Nicolas Sarkozy est adepte de la politique répressive. Je n’ai rien contre mais encore faut-il, me semble-t-il, travailler en amont sur la prévention de la délinquance. Sur cet aspect, j’ai bien cru comprendre que ce n’était pas un souhait du nouveau président. C’est une démarche un peu étrange de sa part. Opérons un parallèle avec la santé publique : nous savons tous qu’une politique de santé publique efficace est une politique qui permet l’accès au soins mais qui prévoit également de la prévention : dépistage du cancer du sein, politiques anti-tabac, lutte contre l’obésité etc. Pourquoi avoir un raisonnement différent en matière de délinquance ?

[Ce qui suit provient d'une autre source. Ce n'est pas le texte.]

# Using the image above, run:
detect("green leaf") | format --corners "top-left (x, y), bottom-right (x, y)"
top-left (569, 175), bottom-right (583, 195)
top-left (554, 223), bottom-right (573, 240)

Quoi qu’il en soit, il existe en réalité une difficulté plus grave : l’état des prisons françaises et leur surpopulation. 188 prisons en France avec une capacité d’accueil de 55000 détenus pour 60698 détenus au premier mai, un des chiffres les plus élevés de l’histoire judiciaire française. Nous sommes sur ce point très surveillés, notamment par le Conseil de l’Europe, et il est difficile d’augmenter rapidement la capacité d’accueil des prisons. Je ne parle même pas ici du coût … tout cet argent qui ne va pas bénéficier à la recherche ou à l’éducation par exemple … dommage, dommage.
Nicolas Sarkozy dispose-t-il en la matière d’une véritable marge de manoeuvre ? J’en doute.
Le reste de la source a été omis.